Saturday Short: Close Enough, Part VII

“Die?!” Sami slammed the greenhouse door as raced to catch up to me. She grabbed my arm; I didn’t want to stop, but did. “All I did…I don’t know what I did.”

“I know and that’s the problem.” I took two more steps toward the house before turning back around. “And, yes, you could very well die.”

I looked around the yard and didn’t see what I needed. “Silas!” I yelled. “You are called!”

“The cat? What could he—“ Sami was wise enough to stop talking as I settled my glare on her.

“In the house, now. Stay in your room. Don’t go by the window and do nothing until I come and get you.”

To her credit, she didn’t argue.

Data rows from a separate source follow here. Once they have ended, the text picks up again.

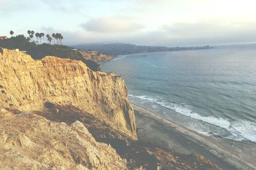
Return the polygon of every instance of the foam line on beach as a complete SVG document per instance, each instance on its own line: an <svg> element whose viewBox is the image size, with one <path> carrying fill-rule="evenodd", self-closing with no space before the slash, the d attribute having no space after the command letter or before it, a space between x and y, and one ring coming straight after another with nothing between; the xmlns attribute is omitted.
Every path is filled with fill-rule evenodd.
<svg viewBox="0 0 256 170"><path fill-rule="evenodd" d="M129 96L130 97L134 97L145 101L153 103L160 106L175 111L183 115L220 127L225 129L232 135L232 137L223 138L236 141L247 139L256 143L256 123L244 120L237 120L230 122L228 120L223 118L213 116L202 116L199 113L195 113L192 110L186 108L180 104L176 103L167 103L166 102L164 102L156 97L152 97L147 96L133 96L132 94L129 94ZM197 131L198 129L193 130ZM205 135L209 135L209 132L211 132L202 131L201 130L198 131L198 132Z"/></svg>

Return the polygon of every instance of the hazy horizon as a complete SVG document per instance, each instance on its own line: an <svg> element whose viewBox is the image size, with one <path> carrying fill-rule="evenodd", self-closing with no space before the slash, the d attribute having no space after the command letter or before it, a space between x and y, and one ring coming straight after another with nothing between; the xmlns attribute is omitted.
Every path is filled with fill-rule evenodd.
<svg viewBox="0 0 256 170"><path fill-rule="evenodd" d="M254 1L0 0L0 36L61 32L66 45L196 46L256 42Z"/></svg>

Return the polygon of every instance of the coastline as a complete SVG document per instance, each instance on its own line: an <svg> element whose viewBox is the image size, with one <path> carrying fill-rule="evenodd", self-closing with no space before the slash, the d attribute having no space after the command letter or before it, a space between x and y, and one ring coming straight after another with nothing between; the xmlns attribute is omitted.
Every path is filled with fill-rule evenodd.
<svg viewBox="0 0 256 170"><path fill-rule="evenodd" d="M182 153L202 154L223 169L256 169L256 144L204 136L143 106L131 105L139 140L156 143Z"/></svg>

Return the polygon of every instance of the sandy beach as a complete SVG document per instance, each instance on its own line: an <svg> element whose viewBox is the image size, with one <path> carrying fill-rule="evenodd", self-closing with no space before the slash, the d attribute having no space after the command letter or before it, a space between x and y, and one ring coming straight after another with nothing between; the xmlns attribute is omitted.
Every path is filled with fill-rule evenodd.
<svg viewBox="0 0 256 170"><path fill-rule="evenodd" d="M223 169L256 169L255 143L204 136L141 106L132 105L139 140L182 153L202 154Z"/></svg>

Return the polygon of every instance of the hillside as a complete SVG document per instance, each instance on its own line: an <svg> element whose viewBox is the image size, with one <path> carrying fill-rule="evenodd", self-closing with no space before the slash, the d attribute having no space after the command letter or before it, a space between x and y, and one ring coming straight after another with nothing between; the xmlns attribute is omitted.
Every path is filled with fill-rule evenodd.
<svg viewBox="0 0 256 170"><path fill-rule="evenodd" d="M140 46L126 43L113 44L84 44L72 45L74 48L83 50L93 50L100 53L106 53L108 55L116 57L120 55L127 55L138 53L157 52L166 51L180 51L191 50L204 50L212 48L213 47L207 46L190 46L190 47L166 47L156 46Z"/></svg>
<svg viewBox="0 0 256 170"><path fill-rule="evenodd" d="M202 155L138 141L120 76L4 48L0 75L0 168L220 169Z"/></svg>
<svg viewBox="0 0 256 170"><path fill-rule="evenodd" d="M73 50L72 48L59 45L43 43L36 45L29 42L23 35L0 39L0 47L8 49L19 49L26 51L34 59L42 59L45 56L56 56L60 58L76 59L83 61L93 71L100 71L99 64L112 59L111 56L98 52L84 52Z"/></svg>

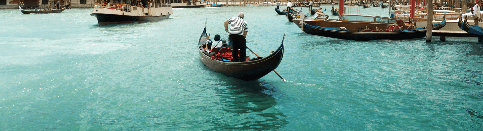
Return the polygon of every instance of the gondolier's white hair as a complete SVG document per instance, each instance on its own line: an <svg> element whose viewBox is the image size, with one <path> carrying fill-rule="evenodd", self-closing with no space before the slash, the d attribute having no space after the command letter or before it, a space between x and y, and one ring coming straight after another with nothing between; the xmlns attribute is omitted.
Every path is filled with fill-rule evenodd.
<svg viewBox="0 0 483 131"><path fill-rule="evenodd" d="M240 13L238 13L238 16L239 17L242 17L242 18L244 18L245 17L245 14L243 13L242 12L241 12Z"/></svg>

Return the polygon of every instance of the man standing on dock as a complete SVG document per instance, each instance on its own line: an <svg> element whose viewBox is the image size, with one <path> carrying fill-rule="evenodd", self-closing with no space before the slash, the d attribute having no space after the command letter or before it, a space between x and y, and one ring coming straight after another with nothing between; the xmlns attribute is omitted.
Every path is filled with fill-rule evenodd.
<svg viewBox="0 0 483 131"><path fill-rule="evenodd" d="M480 21L480 17L481 17L482 16L481 14L480 14L480 7L481 6L482 1L478 0L476 1L476 5L473 6L473 8L472 8L472 9L472 9L471 10L473 11L473 16L475 17L475 22L473 24L473 25L477 26L478 26L478 23L479 23L478 22Z"/></svg>
<svg viewBox="0 0 483 131"><path fill-rule="evenodd" d="M245 61L246 56L246 32L248 31L248 27L246 22L243 20L245 14L240 12L238 17L232 17L225 21L225 31L228 33L228 39L233 46L233 61L242 62ZM230 30L228 30L228 25L230 26ZM240 56L238 58L238 49L240 49Z"/></svg>

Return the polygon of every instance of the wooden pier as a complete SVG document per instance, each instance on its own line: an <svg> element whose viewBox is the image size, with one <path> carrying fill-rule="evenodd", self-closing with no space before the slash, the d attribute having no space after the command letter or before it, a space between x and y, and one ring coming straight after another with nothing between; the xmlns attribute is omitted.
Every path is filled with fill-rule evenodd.
<svg viewBox="0 0 483 131"><path fill-rule="evenodd" d="M446 41L446 37L476 37L465 31L431 30L432 36L440 36L440 40ZM478 42L483 43L481 38L478 38Z"/></svg>

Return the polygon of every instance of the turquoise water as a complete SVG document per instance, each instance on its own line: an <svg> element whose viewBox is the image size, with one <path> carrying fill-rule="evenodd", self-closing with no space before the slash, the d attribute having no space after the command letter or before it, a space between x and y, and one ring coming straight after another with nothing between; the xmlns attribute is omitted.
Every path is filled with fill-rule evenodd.
<svg viewBox="0 0 483 131"><path fill-rule="evenodd" d="M173 9L168 19L102 27L91 9L0 10L0 130L483 130L477 39L311 35L274 7ZM288 81L243 81L200 61L206 18L227 39L223 22L239 11L258 55L286 34L276 71Z"/></svg>

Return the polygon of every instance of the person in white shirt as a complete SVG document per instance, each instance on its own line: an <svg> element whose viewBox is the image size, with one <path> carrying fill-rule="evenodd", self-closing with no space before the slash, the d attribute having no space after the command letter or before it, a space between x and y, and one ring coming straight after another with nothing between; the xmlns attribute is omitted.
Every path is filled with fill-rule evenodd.
<svg viewBox="0 0 483 131"><path fill-rule="evenodd" d="M292 1L287 2L287 12L289 12L292 10Z"/></svg>
<svg viewBox="0 0 483 131"><path fill-rule="evenodd" d="M335 3L334 3L334 2L332 2L332 11L334 10L334 5L335 5Z"/></svg>
<svg viewBox="0 0 483 131"><path fill-rule="evenodd" d="M279 8L280 8L280 0L277 1L277 9L278 9Z"/></svg>
<svg viewBox="0 0 483 131"><path fill-rule="evenodd" d="M475 17L475 22L473 24L473 25L478 26L478 22L479 21L480 17L481 17L481 14L480 14L480 7L482 6L482 1L478 0L476 1L476 5L473 6L473 16Z"/></svg>

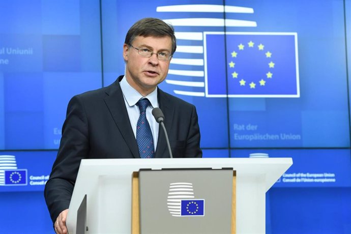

She did flounce into the house, but that was neither here nor there.

Rain began falling as I secured the gate at the end of the walkway to the house. Thank the Sisterhood I’d repaired the crossbeams on the fence after the last of the snowmelt earlier in the year. It was not a lovely looking barrier, not with the roses in need of deadheading, but it was sturdy. I would take steadiness over beauty any day, but especially today.

Thunder rolled across the sky as I ran for cover on the porch, wiping the rain from my forehead. Still no sign of Silas. If he was much later, it would call for more desperate measures.

“If Vinia’s pride costs me another…” I would not finish such thoughts outloud. Hatred was not, unlike the popular trope a useful catalyst for power. It was the corrosive rot. I was opening the door when lightening split the sky and a dark shadow launched itself over the gate as if hellhounds were after it.

“Inside! Get inside!”

I ducked on instinct as Silas bounded over me and slammed the door shut behind us, tumbling backwards onto the floor as the door shook in its frame.

“Too close,” I muttered.

“Yes. I don’t want to use up another life, especially not on your damnable apprentice.”

I nodded. I had no desire to use up any more of my life on her either, but life never much cared about my thoughts.

“How bad?”

Silas licked the back of his paw where the hairs were singed. “The mountain is moving. He’s coming. She’s spilled blood.”